We shut the blinds down very tightly that first night in the hostile Indian country, and lay on our arms. We slept on them some, but most of the time we only lay on them. We did not talk much, but kept quiet and listened. It was an inky-black night, and occasionally rainy. We were among woods and rocks, hills and gorges—so shut in, in fact, that when we peeped through a chink in a curtain, we could discern nothing. The driver and conductor on top were still, too, or only spoke at long intervals, in low tones, as is the way of men in the midst of invisible dangers. We listened to raindrops pattering on the roof; and the grinding of the wheels through the muddy gravel; and the low wailing of the wind; and all the time we had that absurd sense upon us, inseparable from travel at night in a close-curtained vehicle, the sense of remaining perfectly still in one place, notwithstanding the jolting and swaying of the vehicle, the trampling of the horses, and the grinding of the wheels. We listened a long time, with intent faculties and bated breath; every time one of us would relax, and draw a long sigh of relief and start to say something, a comrade would be sure to utter a sudden “Hark!” and instantly the experimenter was rigid and listening again. So the tiresome minutes and decades of minutes dragged away, until at last our tense forms filmed over with a dulled consciousness, and we slept, if one might call such a condition by so strong a name—for it was a sleep set with a hair-trigger. It was a sleep seething and teeming with a weird and distressful confusion of shreds and fag-ends of dreams—a sleep that was a chaos. Presently, dreams and sleep and the sullen hush of the n
ight were startled by a ringing report, and cloven by such a long, wild, agonizing shriek! Then we heard—ten steps from the stage—
“Help! Help!

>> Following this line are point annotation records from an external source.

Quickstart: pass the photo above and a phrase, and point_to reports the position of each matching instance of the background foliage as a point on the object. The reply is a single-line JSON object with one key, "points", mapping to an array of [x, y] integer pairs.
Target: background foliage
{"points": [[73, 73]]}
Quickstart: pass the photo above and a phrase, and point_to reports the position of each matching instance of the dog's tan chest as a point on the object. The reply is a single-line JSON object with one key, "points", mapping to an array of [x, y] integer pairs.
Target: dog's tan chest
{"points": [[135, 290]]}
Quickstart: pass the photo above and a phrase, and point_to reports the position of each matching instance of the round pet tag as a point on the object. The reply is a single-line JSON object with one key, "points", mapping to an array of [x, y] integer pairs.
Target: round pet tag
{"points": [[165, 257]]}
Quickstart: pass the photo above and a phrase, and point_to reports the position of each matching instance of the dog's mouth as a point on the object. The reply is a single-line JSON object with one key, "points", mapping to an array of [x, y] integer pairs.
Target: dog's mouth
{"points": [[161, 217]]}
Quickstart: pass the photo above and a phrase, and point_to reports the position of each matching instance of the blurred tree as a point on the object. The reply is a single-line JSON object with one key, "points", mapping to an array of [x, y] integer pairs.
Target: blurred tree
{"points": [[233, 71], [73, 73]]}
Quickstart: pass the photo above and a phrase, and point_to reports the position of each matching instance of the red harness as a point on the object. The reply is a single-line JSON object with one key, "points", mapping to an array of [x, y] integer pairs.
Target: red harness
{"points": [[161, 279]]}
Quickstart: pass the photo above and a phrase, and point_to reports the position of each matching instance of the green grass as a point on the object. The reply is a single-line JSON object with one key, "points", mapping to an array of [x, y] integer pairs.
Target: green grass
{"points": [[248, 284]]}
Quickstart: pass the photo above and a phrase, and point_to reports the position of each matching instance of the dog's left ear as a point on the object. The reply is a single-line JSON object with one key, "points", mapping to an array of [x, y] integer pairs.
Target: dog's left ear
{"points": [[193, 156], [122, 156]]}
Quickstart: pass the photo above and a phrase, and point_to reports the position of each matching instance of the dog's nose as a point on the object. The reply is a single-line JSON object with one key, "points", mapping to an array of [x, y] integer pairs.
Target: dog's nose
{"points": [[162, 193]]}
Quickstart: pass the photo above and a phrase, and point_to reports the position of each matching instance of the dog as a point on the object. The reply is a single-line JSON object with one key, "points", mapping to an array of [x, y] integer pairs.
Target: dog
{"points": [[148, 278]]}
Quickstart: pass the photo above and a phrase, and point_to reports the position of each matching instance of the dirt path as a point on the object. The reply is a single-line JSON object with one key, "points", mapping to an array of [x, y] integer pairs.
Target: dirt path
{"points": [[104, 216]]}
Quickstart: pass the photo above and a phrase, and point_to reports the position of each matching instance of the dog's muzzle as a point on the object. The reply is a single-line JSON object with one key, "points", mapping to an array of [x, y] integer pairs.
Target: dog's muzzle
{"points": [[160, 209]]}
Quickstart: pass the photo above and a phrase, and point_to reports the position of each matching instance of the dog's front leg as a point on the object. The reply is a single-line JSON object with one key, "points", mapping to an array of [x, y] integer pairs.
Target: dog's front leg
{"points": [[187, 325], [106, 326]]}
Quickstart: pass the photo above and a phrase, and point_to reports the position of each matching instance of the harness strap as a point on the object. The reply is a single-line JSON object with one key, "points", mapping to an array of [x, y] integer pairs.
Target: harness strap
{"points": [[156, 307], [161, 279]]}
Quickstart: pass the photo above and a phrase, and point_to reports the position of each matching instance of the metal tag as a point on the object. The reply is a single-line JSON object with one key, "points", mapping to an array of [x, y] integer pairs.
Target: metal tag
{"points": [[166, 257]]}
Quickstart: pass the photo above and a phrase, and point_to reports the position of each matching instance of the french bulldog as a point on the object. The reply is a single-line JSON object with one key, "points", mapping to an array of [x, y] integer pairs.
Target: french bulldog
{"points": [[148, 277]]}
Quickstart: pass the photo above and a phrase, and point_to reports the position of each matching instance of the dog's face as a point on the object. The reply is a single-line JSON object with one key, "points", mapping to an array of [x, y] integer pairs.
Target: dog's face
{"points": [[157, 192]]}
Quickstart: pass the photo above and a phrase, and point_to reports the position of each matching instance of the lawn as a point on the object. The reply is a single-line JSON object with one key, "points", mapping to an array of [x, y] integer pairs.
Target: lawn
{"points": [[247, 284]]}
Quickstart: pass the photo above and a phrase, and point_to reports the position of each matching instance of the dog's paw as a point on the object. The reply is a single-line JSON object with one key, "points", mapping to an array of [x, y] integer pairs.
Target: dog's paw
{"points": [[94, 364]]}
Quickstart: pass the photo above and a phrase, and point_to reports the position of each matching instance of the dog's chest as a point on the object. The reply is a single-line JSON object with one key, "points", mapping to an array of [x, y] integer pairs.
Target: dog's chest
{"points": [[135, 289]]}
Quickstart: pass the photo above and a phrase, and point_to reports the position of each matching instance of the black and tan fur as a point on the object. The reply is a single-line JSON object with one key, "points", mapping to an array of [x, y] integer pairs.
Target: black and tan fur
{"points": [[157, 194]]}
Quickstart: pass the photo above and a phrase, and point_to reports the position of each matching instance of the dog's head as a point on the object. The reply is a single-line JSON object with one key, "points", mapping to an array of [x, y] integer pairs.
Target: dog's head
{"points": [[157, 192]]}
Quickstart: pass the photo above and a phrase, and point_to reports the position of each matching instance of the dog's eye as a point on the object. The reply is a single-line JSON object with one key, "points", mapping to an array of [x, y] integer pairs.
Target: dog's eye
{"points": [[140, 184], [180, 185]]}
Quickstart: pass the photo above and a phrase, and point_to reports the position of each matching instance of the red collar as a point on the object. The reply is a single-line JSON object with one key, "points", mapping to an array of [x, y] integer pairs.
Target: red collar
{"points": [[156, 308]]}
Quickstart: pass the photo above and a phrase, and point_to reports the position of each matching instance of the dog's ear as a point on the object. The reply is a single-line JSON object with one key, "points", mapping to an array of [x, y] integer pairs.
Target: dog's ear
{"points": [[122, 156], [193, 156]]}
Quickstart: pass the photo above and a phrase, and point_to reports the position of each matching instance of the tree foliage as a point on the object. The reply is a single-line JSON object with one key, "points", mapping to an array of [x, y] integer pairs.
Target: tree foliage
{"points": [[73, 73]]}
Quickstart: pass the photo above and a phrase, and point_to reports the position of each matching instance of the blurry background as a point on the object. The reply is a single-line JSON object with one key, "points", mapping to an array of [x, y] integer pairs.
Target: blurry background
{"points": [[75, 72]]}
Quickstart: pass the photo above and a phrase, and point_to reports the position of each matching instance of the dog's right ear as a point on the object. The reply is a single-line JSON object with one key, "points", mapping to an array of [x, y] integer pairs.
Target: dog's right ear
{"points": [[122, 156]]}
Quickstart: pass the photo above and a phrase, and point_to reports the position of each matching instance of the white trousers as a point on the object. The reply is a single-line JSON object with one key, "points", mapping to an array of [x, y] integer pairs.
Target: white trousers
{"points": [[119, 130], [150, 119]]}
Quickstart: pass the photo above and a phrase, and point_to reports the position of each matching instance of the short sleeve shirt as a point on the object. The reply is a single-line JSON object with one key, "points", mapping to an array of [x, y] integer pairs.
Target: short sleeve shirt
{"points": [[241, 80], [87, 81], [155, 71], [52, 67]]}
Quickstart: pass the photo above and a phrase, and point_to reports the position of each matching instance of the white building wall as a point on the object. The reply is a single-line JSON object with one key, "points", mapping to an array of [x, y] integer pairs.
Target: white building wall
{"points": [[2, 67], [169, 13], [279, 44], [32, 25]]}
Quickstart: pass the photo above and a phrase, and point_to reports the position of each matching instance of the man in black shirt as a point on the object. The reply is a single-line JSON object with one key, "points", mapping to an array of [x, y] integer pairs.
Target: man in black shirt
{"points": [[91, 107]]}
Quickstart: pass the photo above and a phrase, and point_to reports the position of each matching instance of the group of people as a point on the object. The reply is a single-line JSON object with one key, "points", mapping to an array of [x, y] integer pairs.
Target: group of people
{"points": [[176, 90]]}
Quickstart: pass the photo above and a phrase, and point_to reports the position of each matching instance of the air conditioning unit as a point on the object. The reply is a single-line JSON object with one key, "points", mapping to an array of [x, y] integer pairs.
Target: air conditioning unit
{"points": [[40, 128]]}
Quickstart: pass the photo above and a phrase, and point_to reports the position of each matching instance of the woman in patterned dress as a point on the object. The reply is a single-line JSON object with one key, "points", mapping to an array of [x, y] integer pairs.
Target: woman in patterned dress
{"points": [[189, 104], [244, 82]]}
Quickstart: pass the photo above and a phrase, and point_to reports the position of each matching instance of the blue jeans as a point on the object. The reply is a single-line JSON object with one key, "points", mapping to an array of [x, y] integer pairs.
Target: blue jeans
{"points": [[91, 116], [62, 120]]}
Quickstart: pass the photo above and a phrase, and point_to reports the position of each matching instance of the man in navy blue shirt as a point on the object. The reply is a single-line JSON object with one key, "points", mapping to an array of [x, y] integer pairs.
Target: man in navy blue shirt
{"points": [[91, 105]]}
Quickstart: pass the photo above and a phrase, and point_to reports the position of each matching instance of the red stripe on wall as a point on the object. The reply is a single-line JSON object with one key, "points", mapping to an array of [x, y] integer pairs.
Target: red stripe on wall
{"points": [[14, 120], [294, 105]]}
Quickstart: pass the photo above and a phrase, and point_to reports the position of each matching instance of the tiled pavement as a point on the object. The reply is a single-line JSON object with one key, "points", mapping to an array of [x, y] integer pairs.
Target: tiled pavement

Help!” (It was our driver’s voice.)
“Kill him! Kill him like a dog!”
“I’m being murdered! Will no man lend me a pistol?”
“Look out! Head him off! Head him off!”
(Two pistol shots; a confusion of voices and the trampling of many feet, as if a crowd were closing and surging together around some object; several heavy, dull blows, as with a club; a voice that said appealingly, “Don’t, gentlemen, please don’t—I’m a dead man!” Then a fainter groan, and another blow, and away sped the stage into the darkness, and left the grisly mystery behind us.)
What a startle it was! Eight seconds would amply cover the time it occupied—maybe even five would do it. We only had time to plunge at a curtain and unbuckle and unbutton part of it in an awkward and hindering flurry, when our whip cracked sharply overhead, and we went rumbling and thundering away, down a mountain “grade.”
We fed on that mystery the rest of the night—what was left of it, for it was waning fast. It had to remain a present mystery, for all we could get from the conductor in answer to our hails was something that sounded, through the clatter of the wheels, like “Tell you in the morning!”
So we lit our pipes and opened the corner of a curtain for a chimney, and lay there in the dark, listening to each other’s story of how he first felt and how many thousand Indians he first thought had hurled themselves upon us, and what his remembrance of the subsequent sounds was, and the order of their occurrence. And we theorized, too, but there was never a theory that would account for our driver’s voice being out there, nor yet account for his Indian murderers talking such good English, if they were Indians.
So we chatted and smoked the rest of the night comfortably away, our boding anxiety being somehow marvelously dissipated by the real presence of something to be anxious about.